Premier département producteur de vi n blanc sous IGP, le Gers exporte une grosse partie de ses volumes, en vrac comme en bouteilles. « Nous estimons que nous vendons 60 à 70 % de notre production à l'étranger, indique Alain Desprats, directeur du Syndicat des producteurs de vins Côtes de Gascogne. Le Royaume-Uni est sans doute le premier client, suivi de l'Allemagne, des Pays-Bas et de la Belgique. Les ventes sont également significatives en Scandinavie. »
Alain Desprats avance avec prudence, car le côtes-degascogne ne bénéficie pas d'un code douanier. « Selon nos opérateurs, les marchés de l'Union européenne et de l'Asie se développent. Et le marché canadien (Québec et Ontario) nous reste très fidèle. »
Depuis 2011, les côtes de Gascogne communiquent à l'étranger sous la bannière de l'interprofession des vins du Sud-Ouest (IVSO). En 2012, celle-ci a mené deux campagnes, l'une au Royaume-Uni et l'autre en Allemagne. La même année, elle a ouvert une Maison des vins du Sud-Ouest à Londres, où des dégustations et des master class sont organisées. En 2013, l'IVSO devrait consacrer 450 000 euros en communication en Angleterre et en Allemagne et 400 000 euros au Canada et aux États-Unis. Des projets se mettent aussi en place pour l'Asie et une Maison des vins pourrait ouvrir en Chine.
Producteurs Plaimont, l'un des deux gros opérateurs de Gascogne, n'a pas attendu ces opérations pour s'attaquer à l'export. 55 % des 38 millions de bouteilles qu'il produit tous les ans partent à l'étranger. « Mais cela ne représente que 45 % de notre chiffre d'affaires, car nous exportons essentiellement de l'IGP Côtes de Gascogne, moins cher que les AOC Madiran ou Saint-Mont que nous vendons en France », confie Étienne de Resseguier, responsable export sur la zone Europe.

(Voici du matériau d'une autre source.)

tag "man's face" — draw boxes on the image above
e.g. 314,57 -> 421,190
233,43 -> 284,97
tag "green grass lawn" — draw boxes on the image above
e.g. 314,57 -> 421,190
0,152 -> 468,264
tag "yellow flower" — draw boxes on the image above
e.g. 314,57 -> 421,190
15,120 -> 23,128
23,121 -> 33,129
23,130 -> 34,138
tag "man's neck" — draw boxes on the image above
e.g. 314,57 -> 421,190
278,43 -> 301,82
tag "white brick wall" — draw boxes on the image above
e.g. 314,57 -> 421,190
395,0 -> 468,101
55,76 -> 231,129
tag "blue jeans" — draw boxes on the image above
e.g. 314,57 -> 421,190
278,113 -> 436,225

Le blanc sec, bon ambassadeur
« L'IGP Côtes de Gascogne séduit les jeunes, reprend-il. Il nous a permis de nous implanter en Grande-Bretagne, notre marché vitrine, mais aussi en Allemagne, en Belgique et aux Pays-Bas. Une fois que nous sommes connus avec nos blancs secs, nous pouvons présenter des rouges plus complexes. » La Société des alcools du Québec fait également partie des plus anciens clients de l'entreprise. Aujourd'hui, Plaimont se tourne vers les pays de l'est de l'Europe comme l'Ukraine, la Lettonie et la république Tchèque. Pour la Russie, l'entreprise verra plus tard. Elle préfère conquérir des satellites de cet immense pays.
Depuis plus de quinze ans, Plaimont est aussi présent en Chine. C'est aujourd'hui son quatrième marché à l'export. Le groupe s'attaque désormais aux pays voisins de l'Asie du Sud-Est et s'intéresse à l'Amérique du Sud et à l'Afrique. Quant aux États-Unis, il s'agira d'un « prochain enjeu ».
L'autre poids lourd de l'IGP Côtes de Gascogne, la société Caves et vignobles du Gers (CVG), est spécialisé dans la vente de vrac. 70 % des 500 000 hl qu'elle commercialise partent à l'étranger. « Nous touchons les grands marchés d'Europe du Nord, explique Franck Clavier, directeur général du groupe coopératif Vivadour, dont CVG est une filiale. Nous y sommes en concurrence avec l'Afrique du Sud, la Nouvelle-Zélande, l'Australie et l'Argentine. Depuis deux ans, nous présentons notre offre au salon du vrac d'Amsterdam (World Bulk Wine). Cela nous permet de nous ouvrir sur d'autres pays : Russie, Chine, Inde… »
CVG offre à ses clients la possibilité de bâtir leurs propres assemblages à partir de cinq cépages. Chacun se décline en cinq à sept qualités différentes , si bien que les clients disposent d'une trentaine de composants pour faire leur choix. « Nous leur demandons de s'engager sur un volume pendant trois ans et nous leur garantissons un goût identique durant cette période, poursuit Franck Clavier. La grande distribution est très satisfaite de notre proposition, mais les négociants sont plus frileux à cause du contrat à long terme. » CVG vise une valorisation du col à 0,75 euro en moyenne, contre 0,60 euro généralement. Une réévaluation « tout à fait raisonnable », selon le directeur général.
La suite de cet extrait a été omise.